18. The method of claim 16, wherein the encapsulation is comprised of materials that permit transport in bodily fluids.

19. The method of claim 16, wherein the sensor chip unit is integratable in walls of a pipeline system.

20. An integrated sensor chip unit comprising:

means for determining measurement data; and

means for enabling a wireless power supply and interrogation of the measurement data that is mechanically and electrically conductively connected to the determining means using microsystems engineering means.

21. The integrated sensor chip unit of claim 20, wherein the enabling and interrogation means comprises means for digitizing the measurement data.

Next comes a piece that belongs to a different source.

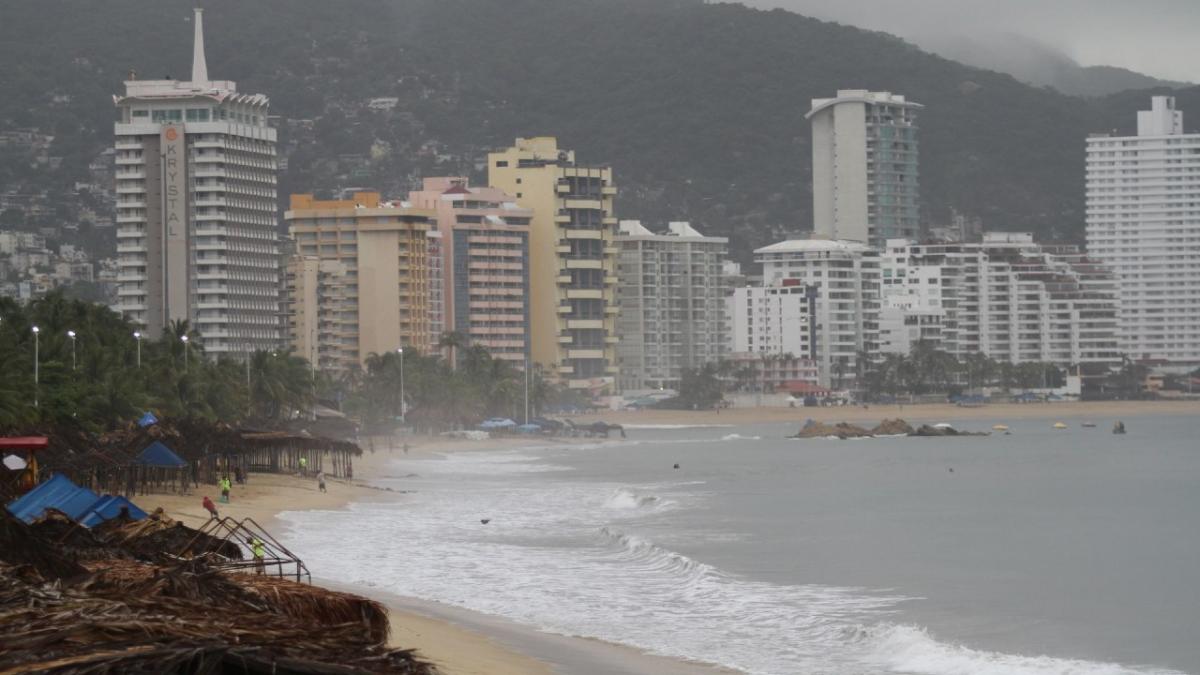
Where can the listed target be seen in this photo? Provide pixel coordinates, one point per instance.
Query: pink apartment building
(485, 262)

22. The integrated sensor chip unit of claim 20, wherein the enabling and interrogation means comprises means for effecting power supply and data exchange.

23. The integrated sensor chip unit of claim 20, wherein the means for effecting power supply and data exchange comprises means for inductive coupling.

24. The integrated sensor chip unit of claim 20, further comprising means for permitting the integrated sensor chip unit to be at least one of implanted in an animal body or transported in bodily fluids.

25. The integrated sensor chip unit of claim 20, further comprising means for permitting the sensor chip unit to be integrated in walls of a pipeline system.